Book Review: “Long Story Short” by Marty Machowski

One challenge that all Christian families face is how to lead their children in a regular Bible time.  The responsibility is huge, particularly for the fathers.  One of my favorite parts of the book of Deuteronomy is the instruction in chapter 11, verses 18-21.

“You shall therefore lay up these words of mine in your heart and in your soul… You shall teach them to your children, talking of them when you are sitting in your house, and when you are walking by the way and when you lie down, and when you rise… that your days and the days of your children may be multiplied in the land that the LORD swore to your fathers to give them, as long as the heavens are above the earth.”

While these words were spoken to Israel concerning the law that they were given at Sinai, the principle still applies to us as families.  You need not look much further in Israel’s history to see the consequences of not passing these things down.

The Word of God is incredibly important to the young person.  Consider the following words:

“How can a young man keep his way pure?  By guarding it according to your word.”  Psalm 119:9

“I have store up your word in my heart, that I might not sin against you.”  Psalm 119:11

“My son, be attentive to my words; incline your ear to my sayings.  Let them not escape from your sight; keep them within your heart.  For they are life to those who find them and healing to all their flesh.  Keep your heart with all vigilance, for from it flow the springs of life.”  Proverbs 5:20-23

“My son, if you receive my words and treasure up my commandments with you, making your ear attentive to wisdom and inclining your heart to understanding; yes, if you call out for insight and raise your voice for understanding, if you seek it like silver and search for it as for hidden treasures, then you will understand the fear of the Lord and find the knowledge of God.”   Proverbs 2:1-5

The task to guide a child’s heart through God’s Word is possibly the highest responsibility that is laid at our feet.  They are children for such a short time, and not a day can be wasted.

You may wholeheartedly agree with the above sentiments, but still find it a struggle to be consistent.  Let me assure you, you are not alone.  I have found that there are times where the intentions are good, but you may lack direction to go in.  Let me suggest the following resource:

Long Store Short: Ten-Minute Devotions by Marty Machowski

Long store short

In this book, Marty Machowski takes you through the Old Testament to show God’s faithfulness to us and pointing your hearts to Christ.  The book is broken down into sections that consist of 5 separate lessons.  Each lesson covers a different section of scripture.  The first two days relate the story they are focusing on, while day three takes the perspective of how it points forward to Christ.  On day four, the kids are directed to ask the parents a question relating to the story, to get their perspective, and on day 5, Machowski points to either the Psalms or a prophet.  (It was always a fun game for the kids to try to guess which one it would be.)
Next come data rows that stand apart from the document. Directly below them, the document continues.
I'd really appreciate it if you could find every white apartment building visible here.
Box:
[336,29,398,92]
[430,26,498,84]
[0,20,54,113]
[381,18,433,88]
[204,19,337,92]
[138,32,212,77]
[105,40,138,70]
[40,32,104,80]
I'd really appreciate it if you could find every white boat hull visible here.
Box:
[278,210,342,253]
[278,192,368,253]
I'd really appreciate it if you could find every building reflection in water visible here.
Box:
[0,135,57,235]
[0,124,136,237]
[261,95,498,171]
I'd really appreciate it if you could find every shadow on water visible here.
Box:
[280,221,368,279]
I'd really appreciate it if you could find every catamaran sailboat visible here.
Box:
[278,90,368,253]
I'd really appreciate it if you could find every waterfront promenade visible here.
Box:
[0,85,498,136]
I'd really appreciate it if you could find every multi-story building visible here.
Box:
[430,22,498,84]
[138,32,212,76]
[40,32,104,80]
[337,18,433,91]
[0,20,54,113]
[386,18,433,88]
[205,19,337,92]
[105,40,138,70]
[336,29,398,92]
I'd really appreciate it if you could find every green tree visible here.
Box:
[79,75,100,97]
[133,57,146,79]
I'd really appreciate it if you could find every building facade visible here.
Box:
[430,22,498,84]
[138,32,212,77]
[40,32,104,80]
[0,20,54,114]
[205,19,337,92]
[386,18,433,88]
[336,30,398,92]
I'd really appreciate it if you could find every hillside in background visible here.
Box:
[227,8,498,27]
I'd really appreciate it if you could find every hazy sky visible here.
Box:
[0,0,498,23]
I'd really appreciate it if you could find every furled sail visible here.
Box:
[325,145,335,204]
One of the strengths of Machowski’s is to bring each section to a point to convey the Gospel and show how it really does point to Christ.  Rarely, does this feel forced.  If you haven’t already, you too will see how Christ is the destination.  He also does a great job at providing questions for discussion.  These won’t always be necessary, as some passages will produce their own natural conversation, but they can sometimes help you understand the text in a way that will be understandable to a child.
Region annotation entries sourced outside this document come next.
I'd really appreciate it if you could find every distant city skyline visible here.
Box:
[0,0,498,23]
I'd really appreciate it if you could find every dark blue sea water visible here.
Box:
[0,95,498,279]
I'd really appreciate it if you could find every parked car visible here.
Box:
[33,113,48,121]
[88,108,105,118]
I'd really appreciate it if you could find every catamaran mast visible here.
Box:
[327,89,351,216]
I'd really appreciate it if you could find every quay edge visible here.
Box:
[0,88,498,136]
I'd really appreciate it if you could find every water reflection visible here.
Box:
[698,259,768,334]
At the beginning of each section, Machowski often provides some sort of activity to capture the attention of your kids, but I rarely used those.  They often took more preparation and called for materials I just didn’t have.  But if you do take the time to look ahead, they can sometimes be of some value.  Either way, I would always recommend looking ahead so that you understand the lesson before you teach it.  The presentation would be lacking if you spend more time struggling to understand it yourself, and then having to explain it to a child.

One of the fun things about this book is that it forces you to slowly go through the Old Testament.  It isn’t a quick scan.  This is a long haul.  You will see continuing themes and patterns.  I was struck with the continual faithfulness of God, despite the frequent unfaithfulness of man.  This isn’t just a study for your children.  You too will grow and be challenged.

For those of you that make it all the way through this book, Marty Machowski has also produced a book called “Old Story New” in which he goes through the New Testament.  We are presently going through this volume and will probably start all over when we are done.

I hope this is helpful for you and that if you are searching for something to give you some framework and direction in your Bible time with your family, that you will find it in these volumes.  The greatest investment you can make is leading your child’s heart to the Word of God and understanding the Gospel.  The stakes are high, and the reward is eternal.